Coronavirus: We need more water to grow food in this crisis, say Murray-Darling farmers
Farmers have called for more water to be released to grow food in the Murray-Darling basin, fearing a shortage of wheat and rice.
Irrigation farmers have called for more water to be released to grow food in the Murray-Darling Basin, saying the nation risks a squeeze on staples such as rice and wheat.
The move comes amid an international tightening of food supply and higher prices of commodities, as a number of countries including Vietnam, Russia and Ukraine move to limit exports to ensure their domestic supplies as the COVID-19 crisis takes hold.
Irrigation organisations representing 6000 farmers wrote to Scott Morrison on Monday, saying the zero water allocations farmers in the south Murray-Darling Basin had suffered for two years meant Australia had virtually no rice crop and wheat had to be imported.
The irrigators say there is now sufficient water in the main reservoirs to provide allocations.
“Our rice farmers are unable to plant their crops because they have not been allocated any water from the recently flooded Murray River,” the organisations wrote.
“Until two years ago, the Southern Basin’s irrigated agriculture was producing 60 per cent of the nation’s food.”
A significant allocation of water to irrigation farmers would stimulate the economy by approximately $20bn a year, they wrote.
The chairman of Southern Riverina Irrigators, Chris Brooks, said the Murray-Darling Basin Plan, under which the federal government has bought back about 30 per cent of water from farmers to channel to environmental flows, was counter-productive.
“The dams have sufficient water in them, and they are now chucking that water past us to run out to sea,” Mr Brooks said.
Rabobank senior grain analyst Cheryl Kalisch Gordon said the COVID-19 crisis had led many countries to restrict food exports, driving global rice prices to five-year highs after already short supply in Thailand because of drought. “Vietnam has put a halt on rice exports, and this is consistent with other countries around the world considering their situation,” Dr Kalisch Gordon said, adding Russia and Ukraine had both indicated they were considering their position on grain exports.
“For Australia, I don’t think it’s a food security issue but I do expect there would be upward pressure on pricing.”
Rice has been one of the products in short supply on supermarket shelves, with some retailers forced to limit purchases.
Mr Brooks said while Australians ate 350,000 tonnes of rice a year, Australia grew just 54,000 tonnes of rice in 2019.
“The water has been taken off us.
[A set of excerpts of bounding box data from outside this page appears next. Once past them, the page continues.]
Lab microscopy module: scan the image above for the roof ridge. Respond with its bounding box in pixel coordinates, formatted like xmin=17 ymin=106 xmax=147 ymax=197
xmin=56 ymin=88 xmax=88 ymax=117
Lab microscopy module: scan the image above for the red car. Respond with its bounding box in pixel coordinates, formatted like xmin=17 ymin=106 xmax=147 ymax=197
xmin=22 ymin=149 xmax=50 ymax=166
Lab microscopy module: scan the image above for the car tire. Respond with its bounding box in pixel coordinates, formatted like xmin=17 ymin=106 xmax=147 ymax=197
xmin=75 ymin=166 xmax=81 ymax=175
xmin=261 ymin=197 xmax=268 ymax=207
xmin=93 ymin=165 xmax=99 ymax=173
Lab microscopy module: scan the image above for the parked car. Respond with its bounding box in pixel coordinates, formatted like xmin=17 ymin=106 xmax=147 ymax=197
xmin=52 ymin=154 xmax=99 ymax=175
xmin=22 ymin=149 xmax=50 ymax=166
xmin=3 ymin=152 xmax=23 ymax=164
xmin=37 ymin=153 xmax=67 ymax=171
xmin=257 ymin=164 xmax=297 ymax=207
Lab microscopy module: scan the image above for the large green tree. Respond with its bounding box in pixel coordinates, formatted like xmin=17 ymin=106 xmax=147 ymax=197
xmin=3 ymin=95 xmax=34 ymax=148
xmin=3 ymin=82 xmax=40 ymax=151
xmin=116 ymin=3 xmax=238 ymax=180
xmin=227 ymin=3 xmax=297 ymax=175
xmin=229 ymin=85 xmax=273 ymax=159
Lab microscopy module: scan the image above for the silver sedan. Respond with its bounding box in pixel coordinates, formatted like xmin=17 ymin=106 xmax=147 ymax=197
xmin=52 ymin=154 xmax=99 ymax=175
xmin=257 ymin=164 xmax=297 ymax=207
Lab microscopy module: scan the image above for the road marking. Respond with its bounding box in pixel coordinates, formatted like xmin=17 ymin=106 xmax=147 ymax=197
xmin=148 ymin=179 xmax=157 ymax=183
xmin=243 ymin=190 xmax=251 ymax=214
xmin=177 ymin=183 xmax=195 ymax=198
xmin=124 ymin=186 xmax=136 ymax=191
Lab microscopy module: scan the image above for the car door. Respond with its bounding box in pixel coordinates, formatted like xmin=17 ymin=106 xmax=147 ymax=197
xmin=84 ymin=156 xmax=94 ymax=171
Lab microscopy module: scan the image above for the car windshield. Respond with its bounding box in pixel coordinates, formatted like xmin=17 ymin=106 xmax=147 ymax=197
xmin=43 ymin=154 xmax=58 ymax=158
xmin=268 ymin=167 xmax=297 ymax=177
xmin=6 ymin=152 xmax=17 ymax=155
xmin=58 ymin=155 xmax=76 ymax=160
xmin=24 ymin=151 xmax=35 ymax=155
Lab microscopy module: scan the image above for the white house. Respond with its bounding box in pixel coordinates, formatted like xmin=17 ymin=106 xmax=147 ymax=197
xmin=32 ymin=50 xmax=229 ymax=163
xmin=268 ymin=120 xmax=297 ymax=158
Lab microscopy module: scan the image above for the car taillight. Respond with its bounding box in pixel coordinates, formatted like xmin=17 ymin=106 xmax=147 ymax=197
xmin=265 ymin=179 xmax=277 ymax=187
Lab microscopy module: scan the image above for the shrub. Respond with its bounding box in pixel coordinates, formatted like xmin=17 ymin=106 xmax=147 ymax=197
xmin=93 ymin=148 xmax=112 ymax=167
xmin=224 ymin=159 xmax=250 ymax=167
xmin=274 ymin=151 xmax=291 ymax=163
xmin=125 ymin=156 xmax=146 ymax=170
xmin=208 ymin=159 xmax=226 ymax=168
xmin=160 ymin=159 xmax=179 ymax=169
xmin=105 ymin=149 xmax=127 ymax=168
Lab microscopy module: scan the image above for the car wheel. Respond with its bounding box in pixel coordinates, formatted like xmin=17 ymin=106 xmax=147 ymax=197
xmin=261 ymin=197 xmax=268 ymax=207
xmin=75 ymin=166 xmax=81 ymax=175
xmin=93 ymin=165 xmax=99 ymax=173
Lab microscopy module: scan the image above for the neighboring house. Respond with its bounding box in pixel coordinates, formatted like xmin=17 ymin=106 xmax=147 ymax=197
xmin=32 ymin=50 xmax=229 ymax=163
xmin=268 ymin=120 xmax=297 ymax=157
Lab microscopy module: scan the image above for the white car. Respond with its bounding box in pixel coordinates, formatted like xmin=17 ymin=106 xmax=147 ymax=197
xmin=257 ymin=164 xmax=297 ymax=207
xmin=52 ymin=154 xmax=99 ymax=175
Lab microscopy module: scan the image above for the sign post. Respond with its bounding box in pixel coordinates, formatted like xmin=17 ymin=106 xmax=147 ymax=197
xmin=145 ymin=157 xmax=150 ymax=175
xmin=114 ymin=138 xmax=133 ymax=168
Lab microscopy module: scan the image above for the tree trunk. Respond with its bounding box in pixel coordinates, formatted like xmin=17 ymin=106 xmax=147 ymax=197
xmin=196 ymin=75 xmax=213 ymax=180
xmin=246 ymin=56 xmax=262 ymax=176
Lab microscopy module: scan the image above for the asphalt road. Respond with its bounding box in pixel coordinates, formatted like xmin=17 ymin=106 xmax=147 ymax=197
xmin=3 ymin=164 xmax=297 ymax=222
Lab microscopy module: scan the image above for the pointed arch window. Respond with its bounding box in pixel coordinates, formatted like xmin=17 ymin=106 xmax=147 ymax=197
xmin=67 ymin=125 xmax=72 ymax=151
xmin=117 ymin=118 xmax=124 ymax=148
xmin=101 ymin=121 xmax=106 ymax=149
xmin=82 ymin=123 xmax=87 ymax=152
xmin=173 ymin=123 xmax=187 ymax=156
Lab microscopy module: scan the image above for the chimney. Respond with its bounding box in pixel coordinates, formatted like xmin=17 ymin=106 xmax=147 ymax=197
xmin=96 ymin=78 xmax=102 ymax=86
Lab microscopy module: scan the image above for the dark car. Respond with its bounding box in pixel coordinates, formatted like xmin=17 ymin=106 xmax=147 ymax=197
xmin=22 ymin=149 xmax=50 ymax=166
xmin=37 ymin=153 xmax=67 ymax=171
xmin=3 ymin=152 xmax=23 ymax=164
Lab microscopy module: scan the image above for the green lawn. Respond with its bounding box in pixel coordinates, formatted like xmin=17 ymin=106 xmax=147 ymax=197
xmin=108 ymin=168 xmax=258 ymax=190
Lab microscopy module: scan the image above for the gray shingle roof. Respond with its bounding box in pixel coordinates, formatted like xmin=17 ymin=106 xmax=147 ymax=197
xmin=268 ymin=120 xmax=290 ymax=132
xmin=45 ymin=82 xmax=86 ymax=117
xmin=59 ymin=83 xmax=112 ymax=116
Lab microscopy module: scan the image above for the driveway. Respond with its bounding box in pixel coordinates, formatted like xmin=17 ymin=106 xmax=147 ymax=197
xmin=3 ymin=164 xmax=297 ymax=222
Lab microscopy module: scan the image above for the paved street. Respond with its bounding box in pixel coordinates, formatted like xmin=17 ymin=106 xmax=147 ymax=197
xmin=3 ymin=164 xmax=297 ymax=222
We are no longer growing the commodities that we have always grown in our own backyard,” he told The Australian.
“Other countries are protecting their populations,” he added.
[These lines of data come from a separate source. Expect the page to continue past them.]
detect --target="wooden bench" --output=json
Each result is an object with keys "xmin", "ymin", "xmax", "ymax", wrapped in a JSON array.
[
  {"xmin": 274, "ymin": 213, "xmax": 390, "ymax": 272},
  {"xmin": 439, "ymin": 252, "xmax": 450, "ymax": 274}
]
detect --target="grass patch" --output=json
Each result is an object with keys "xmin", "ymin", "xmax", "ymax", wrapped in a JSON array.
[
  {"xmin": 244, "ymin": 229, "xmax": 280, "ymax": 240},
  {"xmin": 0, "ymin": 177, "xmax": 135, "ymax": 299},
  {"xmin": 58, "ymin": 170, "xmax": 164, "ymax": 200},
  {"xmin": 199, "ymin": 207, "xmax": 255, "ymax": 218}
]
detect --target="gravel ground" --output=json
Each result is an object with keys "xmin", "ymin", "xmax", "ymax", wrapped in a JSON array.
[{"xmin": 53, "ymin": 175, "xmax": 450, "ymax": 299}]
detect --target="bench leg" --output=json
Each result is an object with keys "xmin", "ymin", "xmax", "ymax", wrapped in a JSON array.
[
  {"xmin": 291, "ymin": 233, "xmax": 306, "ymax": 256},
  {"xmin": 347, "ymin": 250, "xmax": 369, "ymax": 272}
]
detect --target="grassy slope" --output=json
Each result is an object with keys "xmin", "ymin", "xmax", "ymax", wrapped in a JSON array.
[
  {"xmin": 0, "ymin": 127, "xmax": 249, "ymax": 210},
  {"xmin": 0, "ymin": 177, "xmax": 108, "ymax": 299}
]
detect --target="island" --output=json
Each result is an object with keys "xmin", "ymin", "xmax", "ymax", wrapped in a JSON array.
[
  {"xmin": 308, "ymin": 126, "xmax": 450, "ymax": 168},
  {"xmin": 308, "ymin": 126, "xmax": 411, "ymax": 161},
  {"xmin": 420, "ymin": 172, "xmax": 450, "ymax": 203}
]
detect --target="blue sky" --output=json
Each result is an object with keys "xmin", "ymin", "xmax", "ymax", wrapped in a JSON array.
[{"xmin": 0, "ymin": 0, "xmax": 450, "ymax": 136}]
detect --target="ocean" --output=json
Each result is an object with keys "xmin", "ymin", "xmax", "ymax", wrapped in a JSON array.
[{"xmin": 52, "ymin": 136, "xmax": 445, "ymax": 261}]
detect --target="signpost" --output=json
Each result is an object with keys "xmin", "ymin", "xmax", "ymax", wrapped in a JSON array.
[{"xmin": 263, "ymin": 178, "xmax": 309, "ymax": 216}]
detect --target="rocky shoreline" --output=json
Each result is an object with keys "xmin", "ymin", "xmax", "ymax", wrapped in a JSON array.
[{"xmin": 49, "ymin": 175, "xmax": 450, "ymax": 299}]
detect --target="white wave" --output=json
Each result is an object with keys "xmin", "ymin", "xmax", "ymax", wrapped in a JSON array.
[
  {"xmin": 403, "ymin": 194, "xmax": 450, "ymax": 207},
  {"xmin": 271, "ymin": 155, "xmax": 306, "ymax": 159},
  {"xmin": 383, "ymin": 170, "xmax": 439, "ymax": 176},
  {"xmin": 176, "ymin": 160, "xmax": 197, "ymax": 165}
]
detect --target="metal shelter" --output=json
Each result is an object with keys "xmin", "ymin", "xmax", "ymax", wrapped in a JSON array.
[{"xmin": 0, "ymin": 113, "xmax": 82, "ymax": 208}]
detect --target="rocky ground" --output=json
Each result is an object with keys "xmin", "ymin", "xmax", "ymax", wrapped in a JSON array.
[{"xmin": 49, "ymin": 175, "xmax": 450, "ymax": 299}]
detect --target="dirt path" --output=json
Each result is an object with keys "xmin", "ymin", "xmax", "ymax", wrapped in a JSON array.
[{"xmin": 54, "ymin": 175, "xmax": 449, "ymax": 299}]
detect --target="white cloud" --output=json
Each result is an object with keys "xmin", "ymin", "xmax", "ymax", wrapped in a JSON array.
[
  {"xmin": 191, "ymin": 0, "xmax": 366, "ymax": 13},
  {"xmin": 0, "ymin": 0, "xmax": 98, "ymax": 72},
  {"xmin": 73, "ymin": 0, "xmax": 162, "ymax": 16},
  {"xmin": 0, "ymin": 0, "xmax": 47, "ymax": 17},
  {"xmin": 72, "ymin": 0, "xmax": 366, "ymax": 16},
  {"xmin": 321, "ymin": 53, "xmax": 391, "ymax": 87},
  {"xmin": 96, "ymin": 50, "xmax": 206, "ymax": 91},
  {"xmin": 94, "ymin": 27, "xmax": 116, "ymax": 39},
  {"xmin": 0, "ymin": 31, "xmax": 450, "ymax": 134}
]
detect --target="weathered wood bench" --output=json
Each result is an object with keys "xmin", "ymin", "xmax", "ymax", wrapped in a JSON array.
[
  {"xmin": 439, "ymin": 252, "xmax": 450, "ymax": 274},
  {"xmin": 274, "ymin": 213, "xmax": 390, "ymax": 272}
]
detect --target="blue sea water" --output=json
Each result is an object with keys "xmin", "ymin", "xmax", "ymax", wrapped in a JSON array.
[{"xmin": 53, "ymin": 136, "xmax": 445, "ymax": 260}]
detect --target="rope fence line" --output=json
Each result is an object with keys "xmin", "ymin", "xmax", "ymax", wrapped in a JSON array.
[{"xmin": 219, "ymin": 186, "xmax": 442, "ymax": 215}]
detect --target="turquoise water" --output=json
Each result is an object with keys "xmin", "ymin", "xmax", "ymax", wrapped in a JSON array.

The National Farmers Federation and the federal government have repeatedly insisted Australia faced no food shortages in an effort to calm concerns that have fuelled panic-buying.
“Australian farmers produce enough of life’s essentials to feed 75 million people,” NFF chief executive Tony Maher said.
Water Minister Keith Pitt said: “Irrigated agriculture underpins the Basin economy, and I am committed to working with industry and state governments through these challenging times.”